Today, Stanford’s ESET Southern Africa operates the ESET brand in the region and sells ESET’s range of internet security products in about 20 sub-Saharan countries. Today, Stanford’s ESET brand records over $10 million in annual turnover.

Ladi Delano, Nigerian, Age: 30, Founder  Bakrie Delano Africa

The jet-setting Nigerian entrepreneur made his first millions as a liquor entrepreneur while living in China. In 2004, at age 22, he founded Solidarnosc Asia, a Chinese alcoholic beverage firm that made Solid XS, a premium brand of vodka.

The drink went on to achieve over 50% market share in China and pulled in $20 million in annual revenue. Delano subsequently sold the company to a rival liquor company for over $15 million and ploughed his funds into his next venture-The Delano Reid Group, a real estate investment holding  focused on mainland China.

Today, Delano is the co-founder and CEO of Bakrie Delano Africa – a $1 billion joint venture with the $15 billion (market cap).

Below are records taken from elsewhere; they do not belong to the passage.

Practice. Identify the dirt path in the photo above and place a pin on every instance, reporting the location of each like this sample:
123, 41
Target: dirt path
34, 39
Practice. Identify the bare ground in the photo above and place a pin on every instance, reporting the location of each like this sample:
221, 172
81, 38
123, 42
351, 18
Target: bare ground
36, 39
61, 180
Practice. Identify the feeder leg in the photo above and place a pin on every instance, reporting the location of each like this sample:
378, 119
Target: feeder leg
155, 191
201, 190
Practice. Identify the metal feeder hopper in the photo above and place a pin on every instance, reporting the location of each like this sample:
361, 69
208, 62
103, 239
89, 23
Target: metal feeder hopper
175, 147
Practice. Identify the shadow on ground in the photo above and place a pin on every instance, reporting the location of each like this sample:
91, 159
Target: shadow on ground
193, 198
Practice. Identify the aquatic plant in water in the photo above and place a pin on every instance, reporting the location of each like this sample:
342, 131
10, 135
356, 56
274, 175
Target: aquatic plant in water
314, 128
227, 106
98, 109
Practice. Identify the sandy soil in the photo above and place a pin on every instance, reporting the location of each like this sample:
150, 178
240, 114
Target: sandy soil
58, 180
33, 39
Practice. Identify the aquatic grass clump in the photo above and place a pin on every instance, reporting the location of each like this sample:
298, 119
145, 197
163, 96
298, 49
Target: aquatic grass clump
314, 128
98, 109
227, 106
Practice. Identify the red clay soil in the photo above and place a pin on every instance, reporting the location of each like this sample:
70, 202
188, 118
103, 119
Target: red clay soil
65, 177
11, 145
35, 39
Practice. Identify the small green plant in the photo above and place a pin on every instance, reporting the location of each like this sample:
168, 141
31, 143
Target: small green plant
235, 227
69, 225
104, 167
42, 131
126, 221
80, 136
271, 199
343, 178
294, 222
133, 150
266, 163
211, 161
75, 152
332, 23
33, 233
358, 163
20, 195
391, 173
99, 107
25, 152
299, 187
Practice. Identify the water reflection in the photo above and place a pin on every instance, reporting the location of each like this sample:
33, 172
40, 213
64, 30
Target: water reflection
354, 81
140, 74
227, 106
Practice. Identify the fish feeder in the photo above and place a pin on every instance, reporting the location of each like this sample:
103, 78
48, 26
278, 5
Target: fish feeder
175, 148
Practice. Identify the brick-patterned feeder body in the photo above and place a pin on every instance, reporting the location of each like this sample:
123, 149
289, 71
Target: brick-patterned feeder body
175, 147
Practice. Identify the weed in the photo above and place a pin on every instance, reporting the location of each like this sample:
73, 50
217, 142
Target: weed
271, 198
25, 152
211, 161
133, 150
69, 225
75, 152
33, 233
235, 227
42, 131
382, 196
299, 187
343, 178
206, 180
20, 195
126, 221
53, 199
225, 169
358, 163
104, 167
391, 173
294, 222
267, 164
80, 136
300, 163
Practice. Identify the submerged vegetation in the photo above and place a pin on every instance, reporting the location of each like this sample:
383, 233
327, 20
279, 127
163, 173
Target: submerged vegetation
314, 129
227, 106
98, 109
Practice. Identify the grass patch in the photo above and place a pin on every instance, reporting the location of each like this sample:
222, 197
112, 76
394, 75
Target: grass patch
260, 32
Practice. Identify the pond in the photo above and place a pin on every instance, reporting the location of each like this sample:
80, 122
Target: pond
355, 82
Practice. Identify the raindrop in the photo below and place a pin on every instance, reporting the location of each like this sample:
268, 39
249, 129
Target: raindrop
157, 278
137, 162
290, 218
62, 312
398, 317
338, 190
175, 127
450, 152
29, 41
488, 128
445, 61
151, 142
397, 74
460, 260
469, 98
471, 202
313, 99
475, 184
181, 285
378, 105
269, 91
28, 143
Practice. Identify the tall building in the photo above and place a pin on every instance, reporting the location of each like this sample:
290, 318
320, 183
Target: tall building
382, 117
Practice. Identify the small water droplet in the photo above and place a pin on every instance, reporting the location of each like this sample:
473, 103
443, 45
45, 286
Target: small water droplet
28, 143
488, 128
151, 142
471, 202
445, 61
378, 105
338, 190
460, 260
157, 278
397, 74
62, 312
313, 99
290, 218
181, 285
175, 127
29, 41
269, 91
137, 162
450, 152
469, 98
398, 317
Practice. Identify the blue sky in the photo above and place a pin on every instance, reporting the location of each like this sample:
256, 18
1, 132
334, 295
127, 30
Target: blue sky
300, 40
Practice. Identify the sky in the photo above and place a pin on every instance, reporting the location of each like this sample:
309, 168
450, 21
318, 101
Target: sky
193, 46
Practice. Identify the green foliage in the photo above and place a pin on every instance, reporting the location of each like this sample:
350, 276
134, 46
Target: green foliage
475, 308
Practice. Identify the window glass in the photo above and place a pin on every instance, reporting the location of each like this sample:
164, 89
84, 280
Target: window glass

Magatte Wade, Senegalese, Age: 36,

Founder, Adina World Beat Beverages

In 2004 Magatte Wade founded Adina World Beat Beverages, a San Francisco beverage company that manufactures coffee, tea and fruit juices using traditional beverage recipes across Africa and organic ingredients sourced from smallholder farmers in Africa and Asia.

Within five years of launching, Adina raised over $30 million in venture capital from institutional investors and the products began being sold by Whole Foods and United Natural Foods. Magatte stepped down from her position as CEO to grow her second company, Tiossan, a manufacturer of luxury skin care products based on indigenous Senegalese recipes.

Ashish Thakkar, Ugandan

Age: 29, Co-Founder and CEO, Mara Group

Thakkar, 29 is a co-founder and CEO of Mara Group – a Ugandan conglomerate with tentacles in financial services, hotels, renewable energy, technology and manufacturing. Annual revenues are approximately $100 million and the group has an active presence in 16 countries on four continents.

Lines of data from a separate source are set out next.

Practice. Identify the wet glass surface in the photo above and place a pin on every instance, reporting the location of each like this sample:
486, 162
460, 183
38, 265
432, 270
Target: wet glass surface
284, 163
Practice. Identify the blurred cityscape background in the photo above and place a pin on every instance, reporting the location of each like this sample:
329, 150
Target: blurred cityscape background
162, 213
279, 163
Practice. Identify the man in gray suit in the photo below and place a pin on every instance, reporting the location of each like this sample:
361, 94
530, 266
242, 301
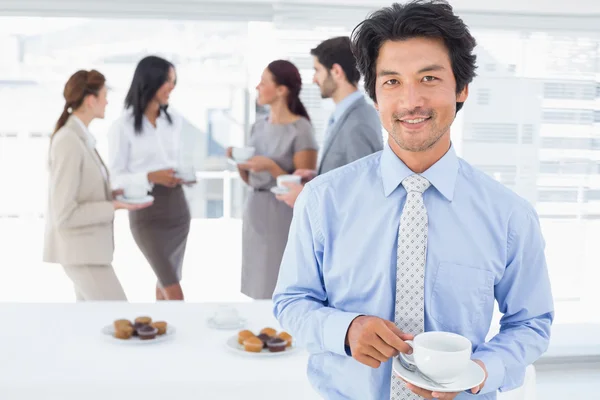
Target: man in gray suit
354, 129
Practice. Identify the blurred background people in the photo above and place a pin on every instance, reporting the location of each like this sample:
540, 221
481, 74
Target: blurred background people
144, 147
353, 130
284, 141
81, 205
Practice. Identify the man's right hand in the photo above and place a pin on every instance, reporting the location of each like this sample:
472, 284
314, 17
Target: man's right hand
306, 174
373, 340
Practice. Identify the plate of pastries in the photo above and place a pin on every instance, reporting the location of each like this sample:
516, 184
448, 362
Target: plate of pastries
141, 330
266, 343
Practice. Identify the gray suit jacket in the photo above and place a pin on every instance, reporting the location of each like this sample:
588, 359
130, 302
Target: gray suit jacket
355, 135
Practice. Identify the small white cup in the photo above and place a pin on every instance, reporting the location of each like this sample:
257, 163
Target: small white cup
186, 174
288, 179
241, 154
226, 315
442, 356
135, 191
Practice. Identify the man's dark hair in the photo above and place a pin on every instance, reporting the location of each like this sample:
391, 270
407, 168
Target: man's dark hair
419, 18
338, 50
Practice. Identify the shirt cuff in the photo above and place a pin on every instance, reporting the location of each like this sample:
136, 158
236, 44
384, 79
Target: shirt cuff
335, 329
495, 369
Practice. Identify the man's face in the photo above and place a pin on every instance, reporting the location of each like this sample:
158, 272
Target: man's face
416, 92
323, 79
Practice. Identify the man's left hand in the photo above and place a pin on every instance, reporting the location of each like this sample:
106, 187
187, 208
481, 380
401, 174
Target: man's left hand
290, 197
445, 396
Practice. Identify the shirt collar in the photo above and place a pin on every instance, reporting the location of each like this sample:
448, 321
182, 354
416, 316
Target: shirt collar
91, 140
442, 174
343, 105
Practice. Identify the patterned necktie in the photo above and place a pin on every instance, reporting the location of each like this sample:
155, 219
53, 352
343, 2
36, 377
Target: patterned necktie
410, 272
327, 133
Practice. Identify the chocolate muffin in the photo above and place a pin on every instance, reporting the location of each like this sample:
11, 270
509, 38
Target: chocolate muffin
264, 338
287, 337
121, 323
253, 344
269, 331
124, 332
137, 326
143, 320
161, 326
147, 332
276, 345
243, 335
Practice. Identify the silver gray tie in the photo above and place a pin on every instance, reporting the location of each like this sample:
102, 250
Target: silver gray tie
410, 272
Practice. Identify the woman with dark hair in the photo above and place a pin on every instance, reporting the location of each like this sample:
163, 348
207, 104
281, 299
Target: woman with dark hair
81, 205
145, 145
284, 142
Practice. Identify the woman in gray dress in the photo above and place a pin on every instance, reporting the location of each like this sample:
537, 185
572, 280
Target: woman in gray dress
284, 142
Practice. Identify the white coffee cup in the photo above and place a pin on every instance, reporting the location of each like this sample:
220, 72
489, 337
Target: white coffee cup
441, 356
186, 174
135, 191
241, 154
288, 179
226, 315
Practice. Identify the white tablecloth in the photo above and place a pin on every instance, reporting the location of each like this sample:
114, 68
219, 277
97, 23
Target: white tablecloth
56, 351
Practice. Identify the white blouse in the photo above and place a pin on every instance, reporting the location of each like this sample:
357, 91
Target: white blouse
133, 155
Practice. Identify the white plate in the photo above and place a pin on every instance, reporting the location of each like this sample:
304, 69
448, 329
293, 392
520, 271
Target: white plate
240, 323
472, 377
235, 347
109, 330
235, 162
140, 200
278, 190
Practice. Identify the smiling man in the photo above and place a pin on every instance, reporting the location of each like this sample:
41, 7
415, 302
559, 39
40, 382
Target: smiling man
413, 238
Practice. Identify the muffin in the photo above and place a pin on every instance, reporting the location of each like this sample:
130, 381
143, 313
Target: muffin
264, 338
276, 345
147, 332
269, 331
121, 323
287, 337
161, 326
124, 332
243, 335
143, 320
253, 344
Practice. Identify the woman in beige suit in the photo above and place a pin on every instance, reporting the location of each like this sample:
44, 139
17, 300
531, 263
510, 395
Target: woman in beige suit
81, 205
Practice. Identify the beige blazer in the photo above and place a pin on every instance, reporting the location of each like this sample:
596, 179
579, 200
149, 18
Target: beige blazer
80, 214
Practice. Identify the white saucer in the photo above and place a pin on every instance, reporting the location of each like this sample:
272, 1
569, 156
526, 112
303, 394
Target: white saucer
235, 162
233, 345
472, 377
278, 190
139, 200
240, 323
109, 331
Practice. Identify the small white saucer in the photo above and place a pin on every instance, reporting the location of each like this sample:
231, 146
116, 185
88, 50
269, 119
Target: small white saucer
473, 376
140, 200
278, 190
238, 324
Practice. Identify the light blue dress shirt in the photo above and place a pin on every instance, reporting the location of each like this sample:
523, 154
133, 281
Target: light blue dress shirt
484, 243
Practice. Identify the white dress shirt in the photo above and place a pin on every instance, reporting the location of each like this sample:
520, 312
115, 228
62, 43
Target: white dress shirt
91, 142
133, 155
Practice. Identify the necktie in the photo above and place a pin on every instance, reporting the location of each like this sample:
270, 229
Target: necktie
410, 272
327, 133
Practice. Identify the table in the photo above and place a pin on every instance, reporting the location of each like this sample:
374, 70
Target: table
56, 352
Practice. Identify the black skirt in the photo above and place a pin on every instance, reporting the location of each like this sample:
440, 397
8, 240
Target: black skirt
161, 232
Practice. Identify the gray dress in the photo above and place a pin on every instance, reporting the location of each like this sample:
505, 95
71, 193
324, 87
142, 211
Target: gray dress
266, 220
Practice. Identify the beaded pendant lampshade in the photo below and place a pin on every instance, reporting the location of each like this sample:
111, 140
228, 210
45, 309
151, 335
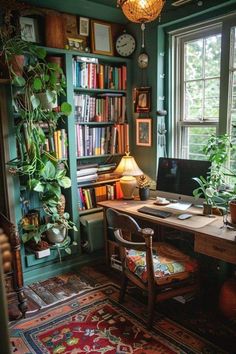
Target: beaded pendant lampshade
141, 11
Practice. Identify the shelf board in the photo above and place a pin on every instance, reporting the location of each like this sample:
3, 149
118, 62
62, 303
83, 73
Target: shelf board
96, 123
91, 184
97, 90
90, 211
97, 156
87, 55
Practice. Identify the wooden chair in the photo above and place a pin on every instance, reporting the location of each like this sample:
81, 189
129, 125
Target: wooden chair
159, 268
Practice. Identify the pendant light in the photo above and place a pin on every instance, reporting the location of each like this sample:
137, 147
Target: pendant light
141, 11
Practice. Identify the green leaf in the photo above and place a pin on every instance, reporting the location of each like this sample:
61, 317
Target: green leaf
66, 108
18, 81
40, 52
48, 171
37, 84
68, 250
34, 101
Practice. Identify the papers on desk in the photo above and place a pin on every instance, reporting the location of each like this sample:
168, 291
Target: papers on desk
179, 206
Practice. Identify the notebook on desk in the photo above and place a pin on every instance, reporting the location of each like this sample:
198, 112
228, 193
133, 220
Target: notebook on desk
179, 206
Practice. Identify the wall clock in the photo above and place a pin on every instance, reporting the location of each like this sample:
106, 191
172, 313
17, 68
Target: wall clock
125, 44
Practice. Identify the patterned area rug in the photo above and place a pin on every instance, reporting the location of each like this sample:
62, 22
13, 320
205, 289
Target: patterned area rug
94, 322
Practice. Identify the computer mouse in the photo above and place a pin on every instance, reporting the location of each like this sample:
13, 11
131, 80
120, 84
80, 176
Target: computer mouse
184, 216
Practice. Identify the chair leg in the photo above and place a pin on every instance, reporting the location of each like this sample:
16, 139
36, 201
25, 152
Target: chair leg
123, 288
151, 305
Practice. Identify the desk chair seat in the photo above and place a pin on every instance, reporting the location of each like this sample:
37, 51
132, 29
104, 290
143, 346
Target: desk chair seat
159, 268
166, 267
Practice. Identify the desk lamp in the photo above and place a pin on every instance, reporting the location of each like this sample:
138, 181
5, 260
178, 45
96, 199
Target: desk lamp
128, 168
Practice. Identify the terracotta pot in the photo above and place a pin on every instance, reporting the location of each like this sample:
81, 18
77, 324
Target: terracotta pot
54, 31
207, 209
232, 208
227, 298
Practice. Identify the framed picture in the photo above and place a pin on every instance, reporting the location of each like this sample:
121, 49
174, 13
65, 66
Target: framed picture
142, 101
84, 26
29, 29
101, 38
143, 131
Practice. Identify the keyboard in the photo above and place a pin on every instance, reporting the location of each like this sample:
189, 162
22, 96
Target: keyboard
155, 212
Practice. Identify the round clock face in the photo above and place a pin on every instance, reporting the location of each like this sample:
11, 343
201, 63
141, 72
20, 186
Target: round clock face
143, 60
125, 45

Devoted philanthropist: Through his Mara Foundation, Thakkar provides mentorship and seed funding to young East African entrepreneurs. The Mara Group recently signed a $300 million deal with the Tanzanian government to develop a 3.5 million square foot state of the art mini-city.

Vinny Lingham, SA, Age: 33

Lingham, a South African national, is the founder of Yola Inc, a San Francisco-based Web 2.0 outfit that provides free website building, publishing and hosting services to over 3 million active users across the globe.

Yola has attracted over $30 million in venture capital financing from institutional investors such as Columbus Venture Capital, a subsidiary of South African billionaire Johann Rupert’s Richemont Group.

Prior to Yola, Lingham founded Click2Customers, a hugely successful search engine marketing company with offices in London, Cape Town, and Los Angeles.  Click2Customers rakes in about $100 million in annual revenues.

Kamal Budhabatti, Kenyan, Age: 36

Kamal is the founder and CEO of Craft Silicon, a $50 million (market value) Kenyan software company, which provides software in core banking, microfinance, mobile, switch solutions and electronic payments for over 200 institutional clients in 40 countries spread across four continents.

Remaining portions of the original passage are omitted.